From: Chao Gao <chao.gao@intel.com>
To: "Roger Pau Monné" <roger.pau@citrix.com>
Cc: xen-devel@lists.xenproject.org, Jan Beulich <jbeulich@suse.com>
Subject: Re: [PATCH v5 1/3] xen/pt: fix some pass-thru devices don't work across reboot
Date: Tue, 22 Jan 2019 13:50:20 +0800 [thread overview]
Message-ID: <20190122055015.GA19297@gao-cwp> (raw)
In-Reply-To: <20190116103823.2h5kjq77y2nmhfn4@mac>
On Wed, Jan 16, 2019 at 11:38:23AM +0100, Roger Pau Monné wrote:
>On Wed, Jan 16, 2019 at 04:17:30PM +0800, Chao Gao wrote:
>> I find some pass-thru devices don't work any more across guest
>> reboot. Assigning it to another domain also meets the same issue. And
>> the only way to make it work again is un-binding and binding it to
>> pciback. Someone reported this issue one year ago [1].
>>
>> If the device's driver doesn't disable MSI-X during shutdown or qemu is
>> killed/crashed before the domain shutdown, this domain's pirq won't be
>> unmapped. Then xen takes over this work, unmapping all pirq-s, when
>> destroying guest. But as pciback has already disabled meory decoding before
>> xen unmapping pirq, Xen has to sets the host_maskall flag and maskall bit
>> to mask a MSI rather than sets maskbit in MSI-x table. The call trace of
>> this process is:
>>
>> ->arch_domain_destroy
>> ->free_domain_pirqs
>> ->unmap_domain_pirq (if pirq isn't unmapped by qemu)

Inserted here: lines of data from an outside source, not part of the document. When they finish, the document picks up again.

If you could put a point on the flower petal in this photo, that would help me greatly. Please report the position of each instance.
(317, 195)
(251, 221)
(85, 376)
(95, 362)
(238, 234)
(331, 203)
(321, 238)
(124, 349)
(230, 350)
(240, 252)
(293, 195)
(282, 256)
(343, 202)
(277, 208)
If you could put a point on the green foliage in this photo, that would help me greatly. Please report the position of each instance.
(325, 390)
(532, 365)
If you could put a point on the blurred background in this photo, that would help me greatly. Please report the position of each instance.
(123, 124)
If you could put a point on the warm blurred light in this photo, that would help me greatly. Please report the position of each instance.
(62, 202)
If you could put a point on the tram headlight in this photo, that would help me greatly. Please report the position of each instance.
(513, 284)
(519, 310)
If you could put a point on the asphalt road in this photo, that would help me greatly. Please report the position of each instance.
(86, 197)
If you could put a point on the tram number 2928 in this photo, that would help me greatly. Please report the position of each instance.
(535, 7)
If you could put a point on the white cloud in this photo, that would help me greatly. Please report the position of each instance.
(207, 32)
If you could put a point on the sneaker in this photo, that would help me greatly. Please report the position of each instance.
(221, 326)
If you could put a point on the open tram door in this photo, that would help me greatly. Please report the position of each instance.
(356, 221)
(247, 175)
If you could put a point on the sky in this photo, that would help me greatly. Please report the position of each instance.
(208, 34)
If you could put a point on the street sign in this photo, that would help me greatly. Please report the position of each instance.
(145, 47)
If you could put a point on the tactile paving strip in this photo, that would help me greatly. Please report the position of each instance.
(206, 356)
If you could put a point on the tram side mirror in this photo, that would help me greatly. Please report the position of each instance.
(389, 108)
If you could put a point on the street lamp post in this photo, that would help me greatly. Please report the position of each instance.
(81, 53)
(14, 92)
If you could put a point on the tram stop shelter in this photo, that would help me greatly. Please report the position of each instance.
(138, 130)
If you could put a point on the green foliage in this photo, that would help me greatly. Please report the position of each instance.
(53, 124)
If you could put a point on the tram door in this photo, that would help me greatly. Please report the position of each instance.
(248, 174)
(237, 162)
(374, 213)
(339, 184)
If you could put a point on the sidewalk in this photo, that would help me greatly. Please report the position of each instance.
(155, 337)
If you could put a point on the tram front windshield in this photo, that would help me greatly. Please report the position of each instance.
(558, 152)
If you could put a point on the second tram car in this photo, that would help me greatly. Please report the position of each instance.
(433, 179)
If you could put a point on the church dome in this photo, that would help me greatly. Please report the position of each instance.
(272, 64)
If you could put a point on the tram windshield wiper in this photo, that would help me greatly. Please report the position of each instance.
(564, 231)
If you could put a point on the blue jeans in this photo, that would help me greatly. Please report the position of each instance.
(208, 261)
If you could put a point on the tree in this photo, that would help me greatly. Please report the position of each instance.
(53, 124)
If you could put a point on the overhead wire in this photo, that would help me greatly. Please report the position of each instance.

>> ->pirq_guest_force_unbind
>> ->__pirq_guest_unbind
>> ->mask_msi_irq(=desc->handler->disable())
>> ->the warning in msi_set_mask_bit()
>>
>> The host_maskall bit will prevent guests from clearing the maskall bit
>> even the device is assigned to another guest later. Then guests cannot
>> receive MSIs from this device.
>>
>> To fix this issue, a pirq is unmapped before memory decoding is disabled by
>> pciback. Specifically, when a device is detached from a guest, all established
>> mappings between pirq and msi are destroying before changing the ownership.
>>
>> [1]: https://lists.xenproject.org/archives/html/xen-devel/2017-09/msg02520.html
>
>Thanks, I think the approach is fine, just a couple of comments.
>
>> Signed-off-by: Chao Gao <chao.gao@intel.com>
>> ---
>> Changes in v5:
>> - fix the potential infinite loop
>> - assert that unmap_domain_pirq() won't fail
>> - assert msi_list is empty after the loop in pci_unmap_msi
>> - provide a stub for pt_irq_destroy_bind_msi() if !CONFIG_HVM to fix a
>> compilation error when building PVShim
>>
>> Changes in v4:
>> - split out change to 'msix->warned' field
>> - handle multiple msi cases
>> - use list_first_entry_or_null to traverse 'pdev->msi_list'
>> ---
>> xen/drivers/passthrough/io.c | 57 ++++++++++++++++++++++++++------------
>> xen/drivers/passthrough/pci.c | 64 +++++++++++++++++++++++++++++++++++++++++++
>> xen/include/xen/iommu.h | 4 +++
>> 3 files changed, 107 insertions(+), 18 deletions(-)
>>
>> diff --git a/xen/drivers/passthrough/io.c b/xen/drivers/passthrough/io.c
>> index a6eb8a4..56ee1ef 100644
>> --- a/xen/drivers/passthrough/io.c
>> +++ b/xen/drivers/passthrough/io.c
>> @@ -619,6 +619,42 @@ int pt_irq_create_bind(
>> return 0;
>> }
>>
>> +static void pt_irq_destroy_bind_common(struct domain *d, struct pirq *pirq)
>> +{
>> + struct hvm_pirq_dpci *pirq_dpci = pirq_dpci(pirq);
>> +
>> + ASSERT(spin_is_locked(&d->event_lock));
>> +
>> + if ( pirq_dpci && (pirq_dpci->flags & HVM_IRQ_DPCI_MAPPED) &&
>> + list_empty(&pirq_dpci->digl_list) )
>> + {
>> + pirq_guest_unbind(d, pirq);
>> + msixtbl_pt_unregister(d, pirq);
>> + if ( pt_irq_need_timer(pirq_dpci->flags) )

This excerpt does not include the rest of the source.